A quick side note on Shapefiles:
When talking about Shapefiles, we as GEONATIVES see it as our duty to remind our receptive readers that Shapefiles are an ancient evil from the past: Among many others, hard limits regarding attribute naming, attribute types and character encoding not seldom lead to bad surprises on data consumer’s side. We prefer to exchange vector data with OGC’s GeoPackage, especially when dealing with more than just flat data models (e.g. HD road network data).
Graphics formats for triangulated data (OSGB, FBX, glTF, Universal Scene Description etc.) are the same story downstream in the pipeline. An FBX export for one game engine may need to be filled differently than an FBX file for another renderer. So the task, again, is with the tool provider and its capabilities to adapt to specific requirements.
Therefore, to summarize it, data processing the way TrianGraphics does it, isn’t simply garbage-in/garbage out, it is:
garbage in – deciphering – creating something meaningful – adjusting – result out
This, in itself, is a pipeline where the 20+ years Stephan and his colleagues have already been in business are quite beneficial.
What’s next? The TrianGraphics team seems to be comfortable in its niche of the market: providing medium to high fidelity 3d environments based on a large variety of source data and exported to a no less impressive list of target formats. All of this packaged in a tool that may be licensed to the end-user or which will otherwise be used within dedicated professional services.
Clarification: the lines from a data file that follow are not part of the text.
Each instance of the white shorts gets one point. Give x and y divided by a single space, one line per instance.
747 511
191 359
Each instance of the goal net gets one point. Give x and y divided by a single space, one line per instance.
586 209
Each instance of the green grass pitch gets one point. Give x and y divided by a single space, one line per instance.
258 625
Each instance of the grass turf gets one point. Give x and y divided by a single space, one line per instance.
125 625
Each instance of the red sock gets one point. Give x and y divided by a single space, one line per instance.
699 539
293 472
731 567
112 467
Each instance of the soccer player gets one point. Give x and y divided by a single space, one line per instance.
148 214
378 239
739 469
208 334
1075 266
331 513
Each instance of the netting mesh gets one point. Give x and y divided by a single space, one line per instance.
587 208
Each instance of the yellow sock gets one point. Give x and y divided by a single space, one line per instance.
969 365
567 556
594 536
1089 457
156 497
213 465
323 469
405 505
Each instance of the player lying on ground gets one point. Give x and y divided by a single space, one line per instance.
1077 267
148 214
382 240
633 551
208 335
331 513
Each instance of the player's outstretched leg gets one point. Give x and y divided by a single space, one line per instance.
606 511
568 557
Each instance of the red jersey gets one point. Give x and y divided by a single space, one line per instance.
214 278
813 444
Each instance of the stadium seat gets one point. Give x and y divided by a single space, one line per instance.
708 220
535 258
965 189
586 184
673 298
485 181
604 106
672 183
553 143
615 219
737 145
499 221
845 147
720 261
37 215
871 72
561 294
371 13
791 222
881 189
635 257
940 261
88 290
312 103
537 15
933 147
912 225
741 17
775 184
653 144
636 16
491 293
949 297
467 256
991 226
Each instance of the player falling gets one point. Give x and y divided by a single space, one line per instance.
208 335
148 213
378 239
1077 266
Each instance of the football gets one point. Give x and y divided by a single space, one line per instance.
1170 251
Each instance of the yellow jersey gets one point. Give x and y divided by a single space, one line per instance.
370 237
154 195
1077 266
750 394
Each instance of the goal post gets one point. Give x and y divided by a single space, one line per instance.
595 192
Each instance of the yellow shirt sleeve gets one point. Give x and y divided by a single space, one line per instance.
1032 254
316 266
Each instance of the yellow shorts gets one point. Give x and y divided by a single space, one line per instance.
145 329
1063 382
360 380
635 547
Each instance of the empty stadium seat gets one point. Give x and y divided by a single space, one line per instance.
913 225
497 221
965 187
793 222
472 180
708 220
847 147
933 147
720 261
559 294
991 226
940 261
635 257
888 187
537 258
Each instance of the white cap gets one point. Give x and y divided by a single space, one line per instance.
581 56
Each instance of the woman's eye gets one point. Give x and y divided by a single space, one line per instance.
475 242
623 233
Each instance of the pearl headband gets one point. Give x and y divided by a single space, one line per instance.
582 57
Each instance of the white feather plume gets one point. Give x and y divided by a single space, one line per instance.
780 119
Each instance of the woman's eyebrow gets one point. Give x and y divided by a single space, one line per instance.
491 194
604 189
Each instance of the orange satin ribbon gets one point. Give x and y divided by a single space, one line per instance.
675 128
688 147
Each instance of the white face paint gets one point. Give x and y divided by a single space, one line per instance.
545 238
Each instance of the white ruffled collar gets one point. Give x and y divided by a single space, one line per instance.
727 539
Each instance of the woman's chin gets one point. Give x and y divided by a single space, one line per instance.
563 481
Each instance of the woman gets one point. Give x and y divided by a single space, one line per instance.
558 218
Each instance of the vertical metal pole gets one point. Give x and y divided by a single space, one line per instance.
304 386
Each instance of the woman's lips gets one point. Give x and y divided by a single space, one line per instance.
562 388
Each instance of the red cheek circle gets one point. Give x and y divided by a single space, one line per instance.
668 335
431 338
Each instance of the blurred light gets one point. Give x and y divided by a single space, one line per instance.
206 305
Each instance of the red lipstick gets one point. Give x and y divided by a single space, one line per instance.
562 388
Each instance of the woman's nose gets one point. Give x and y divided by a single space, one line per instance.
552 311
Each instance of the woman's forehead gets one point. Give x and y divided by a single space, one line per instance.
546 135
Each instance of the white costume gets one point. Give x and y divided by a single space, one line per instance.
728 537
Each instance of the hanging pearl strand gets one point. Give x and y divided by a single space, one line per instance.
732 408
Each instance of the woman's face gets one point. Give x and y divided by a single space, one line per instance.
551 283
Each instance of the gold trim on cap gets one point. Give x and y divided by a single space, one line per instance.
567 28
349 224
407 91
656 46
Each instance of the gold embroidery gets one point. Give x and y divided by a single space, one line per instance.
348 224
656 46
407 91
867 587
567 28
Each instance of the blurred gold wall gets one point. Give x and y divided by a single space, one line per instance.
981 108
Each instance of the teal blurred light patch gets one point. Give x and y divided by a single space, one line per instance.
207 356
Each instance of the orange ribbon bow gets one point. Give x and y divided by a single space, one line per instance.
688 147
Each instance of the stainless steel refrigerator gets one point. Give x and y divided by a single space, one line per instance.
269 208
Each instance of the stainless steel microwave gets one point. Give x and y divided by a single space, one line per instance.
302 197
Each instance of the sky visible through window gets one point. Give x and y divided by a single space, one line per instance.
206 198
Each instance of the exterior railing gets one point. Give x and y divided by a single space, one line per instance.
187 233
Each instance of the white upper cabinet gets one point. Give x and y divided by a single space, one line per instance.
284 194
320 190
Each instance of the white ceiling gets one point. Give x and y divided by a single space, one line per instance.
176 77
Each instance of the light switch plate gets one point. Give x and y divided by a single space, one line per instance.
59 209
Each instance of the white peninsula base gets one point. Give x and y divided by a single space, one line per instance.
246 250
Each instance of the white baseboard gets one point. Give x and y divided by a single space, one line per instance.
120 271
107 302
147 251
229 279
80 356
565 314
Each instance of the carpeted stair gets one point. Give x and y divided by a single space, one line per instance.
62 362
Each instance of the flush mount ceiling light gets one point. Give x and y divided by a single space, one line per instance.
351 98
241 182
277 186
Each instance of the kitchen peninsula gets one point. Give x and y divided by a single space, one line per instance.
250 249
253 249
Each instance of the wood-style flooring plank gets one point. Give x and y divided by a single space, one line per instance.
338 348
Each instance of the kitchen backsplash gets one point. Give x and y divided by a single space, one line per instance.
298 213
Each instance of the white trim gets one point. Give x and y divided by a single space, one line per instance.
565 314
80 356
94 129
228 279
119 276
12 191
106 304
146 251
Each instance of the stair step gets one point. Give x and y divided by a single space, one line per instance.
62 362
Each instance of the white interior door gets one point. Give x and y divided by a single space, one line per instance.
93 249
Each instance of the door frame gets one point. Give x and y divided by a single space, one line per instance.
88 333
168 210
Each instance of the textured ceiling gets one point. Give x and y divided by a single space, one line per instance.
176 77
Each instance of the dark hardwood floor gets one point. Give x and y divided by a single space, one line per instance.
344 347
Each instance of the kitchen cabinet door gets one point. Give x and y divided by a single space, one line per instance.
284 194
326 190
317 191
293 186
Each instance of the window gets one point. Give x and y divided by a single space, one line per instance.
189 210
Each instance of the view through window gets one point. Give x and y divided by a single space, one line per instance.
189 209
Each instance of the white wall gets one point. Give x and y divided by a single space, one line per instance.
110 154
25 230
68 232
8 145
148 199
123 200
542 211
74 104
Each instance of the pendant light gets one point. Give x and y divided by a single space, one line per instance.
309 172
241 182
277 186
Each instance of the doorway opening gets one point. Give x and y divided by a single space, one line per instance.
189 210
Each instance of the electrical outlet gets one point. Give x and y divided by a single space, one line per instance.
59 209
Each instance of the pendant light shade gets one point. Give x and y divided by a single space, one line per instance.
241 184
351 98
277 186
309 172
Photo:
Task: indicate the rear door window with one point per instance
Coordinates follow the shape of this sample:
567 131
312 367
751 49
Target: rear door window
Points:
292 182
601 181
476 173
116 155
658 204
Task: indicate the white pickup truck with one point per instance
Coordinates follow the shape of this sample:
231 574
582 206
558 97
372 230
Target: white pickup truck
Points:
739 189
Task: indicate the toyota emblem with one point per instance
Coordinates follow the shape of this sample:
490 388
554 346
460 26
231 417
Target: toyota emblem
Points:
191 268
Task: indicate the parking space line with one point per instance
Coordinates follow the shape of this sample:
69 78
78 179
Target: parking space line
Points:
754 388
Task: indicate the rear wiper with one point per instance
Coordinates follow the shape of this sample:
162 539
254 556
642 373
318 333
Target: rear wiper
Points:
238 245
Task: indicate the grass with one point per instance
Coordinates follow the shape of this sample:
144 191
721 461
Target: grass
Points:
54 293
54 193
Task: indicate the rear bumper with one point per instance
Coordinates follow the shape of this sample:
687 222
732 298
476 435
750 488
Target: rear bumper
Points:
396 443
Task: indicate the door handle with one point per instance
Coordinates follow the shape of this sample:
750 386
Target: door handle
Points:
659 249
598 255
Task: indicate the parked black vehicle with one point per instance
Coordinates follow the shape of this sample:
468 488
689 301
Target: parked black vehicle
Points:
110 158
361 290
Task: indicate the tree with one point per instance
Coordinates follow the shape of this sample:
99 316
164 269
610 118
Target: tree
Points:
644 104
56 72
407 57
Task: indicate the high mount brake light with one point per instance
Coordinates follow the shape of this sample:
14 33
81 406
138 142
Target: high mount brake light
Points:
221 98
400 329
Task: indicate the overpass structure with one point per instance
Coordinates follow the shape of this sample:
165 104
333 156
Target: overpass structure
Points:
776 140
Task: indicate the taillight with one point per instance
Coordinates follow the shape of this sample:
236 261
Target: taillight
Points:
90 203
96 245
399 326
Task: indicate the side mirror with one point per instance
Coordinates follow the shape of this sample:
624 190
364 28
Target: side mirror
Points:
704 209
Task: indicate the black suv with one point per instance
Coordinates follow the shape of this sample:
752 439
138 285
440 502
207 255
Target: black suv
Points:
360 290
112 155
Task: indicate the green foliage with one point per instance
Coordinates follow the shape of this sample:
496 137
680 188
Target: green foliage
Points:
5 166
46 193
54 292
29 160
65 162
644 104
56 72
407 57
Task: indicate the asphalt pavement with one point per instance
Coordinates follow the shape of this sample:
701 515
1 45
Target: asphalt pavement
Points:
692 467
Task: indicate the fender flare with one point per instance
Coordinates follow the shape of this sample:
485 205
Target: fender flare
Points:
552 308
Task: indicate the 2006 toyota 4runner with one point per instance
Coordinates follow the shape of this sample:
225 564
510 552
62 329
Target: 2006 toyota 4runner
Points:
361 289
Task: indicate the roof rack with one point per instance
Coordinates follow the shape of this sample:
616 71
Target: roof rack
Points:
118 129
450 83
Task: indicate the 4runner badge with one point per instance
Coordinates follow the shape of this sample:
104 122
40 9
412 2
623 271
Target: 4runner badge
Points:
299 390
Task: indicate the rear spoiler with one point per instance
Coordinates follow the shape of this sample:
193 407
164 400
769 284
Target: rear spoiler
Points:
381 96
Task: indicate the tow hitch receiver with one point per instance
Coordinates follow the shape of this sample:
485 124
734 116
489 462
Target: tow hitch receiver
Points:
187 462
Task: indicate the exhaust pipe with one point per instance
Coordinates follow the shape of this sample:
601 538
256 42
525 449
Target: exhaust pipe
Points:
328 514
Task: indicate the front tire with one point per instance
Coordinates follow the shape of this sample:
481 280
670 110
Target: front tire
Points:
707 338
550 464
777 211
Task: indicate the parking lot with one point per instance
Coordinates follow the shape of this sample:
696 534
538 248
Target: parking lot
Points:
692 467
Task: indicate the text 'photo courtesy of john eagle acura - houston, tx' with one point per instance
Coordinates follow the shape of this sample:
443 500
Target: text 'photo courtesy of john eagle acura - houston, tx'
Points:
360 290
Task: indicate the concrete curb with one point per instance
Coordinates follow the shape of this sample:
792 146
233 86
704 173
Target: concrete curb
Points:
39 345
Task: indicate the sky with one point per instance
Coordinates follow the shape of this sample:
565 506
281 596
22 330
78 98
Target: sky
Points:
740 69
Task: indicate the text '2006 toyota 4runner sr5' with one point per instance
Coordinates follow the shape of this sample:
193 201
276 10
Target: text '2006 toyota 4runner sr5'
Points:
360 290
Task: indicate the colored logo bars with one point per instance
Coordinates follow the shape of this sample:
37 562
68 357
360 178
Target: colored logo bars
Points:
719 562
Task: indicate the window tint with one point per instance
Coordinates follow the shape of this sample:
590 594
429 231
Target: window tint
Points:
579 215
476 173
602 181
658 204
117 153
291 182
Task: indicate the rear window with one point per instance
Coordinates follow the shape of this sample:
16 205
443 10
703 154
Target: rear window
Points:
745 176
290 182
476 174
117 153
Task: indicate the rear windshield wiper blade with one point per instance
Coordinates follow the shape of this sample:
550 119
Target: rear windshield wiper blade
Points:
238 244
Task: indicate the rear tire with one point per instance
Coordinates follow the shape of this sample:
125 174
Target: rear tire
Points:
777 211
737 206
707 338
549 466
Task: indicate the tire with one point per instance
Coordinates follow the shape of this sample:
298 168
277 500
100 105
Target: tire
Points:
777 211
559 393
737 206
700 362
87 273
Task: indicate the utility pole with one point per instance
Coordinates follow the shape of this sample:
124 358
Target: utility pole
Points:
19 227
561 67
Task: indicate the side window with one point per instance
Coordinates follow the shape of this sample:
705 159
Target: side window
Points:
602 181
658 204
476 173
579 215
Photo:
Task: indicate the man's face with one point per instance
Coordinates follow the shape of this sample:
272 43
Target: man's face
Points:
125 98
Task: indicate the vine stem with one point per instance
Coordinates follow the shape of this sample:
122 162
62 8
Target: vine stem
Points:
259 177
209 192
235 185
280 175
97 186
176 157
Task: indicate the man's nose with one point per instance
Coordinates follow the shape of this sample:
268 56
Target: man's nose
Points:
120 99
One trend that we currently see in the automotive industry is the sourcing of real-world scenarios from drone captures and other (quasi-)static sensors. Providers of these data are good at extracting dynamic objects’ characteristics like trajectories, types etc. from the data, but building the 3d environment and/or the road semantics in the respective target formats may be something that might be easier to solve with established tools and services, especially if the scene that has to be created is rather small. For facilitating this process, drones should generate their output in already established data formats.
Whatever the direction Stephan’s team takes, we will definitely follow the news on TrianGraphics and will sneak in again before long.
Thanks to Stephan for taking the time to talk to us.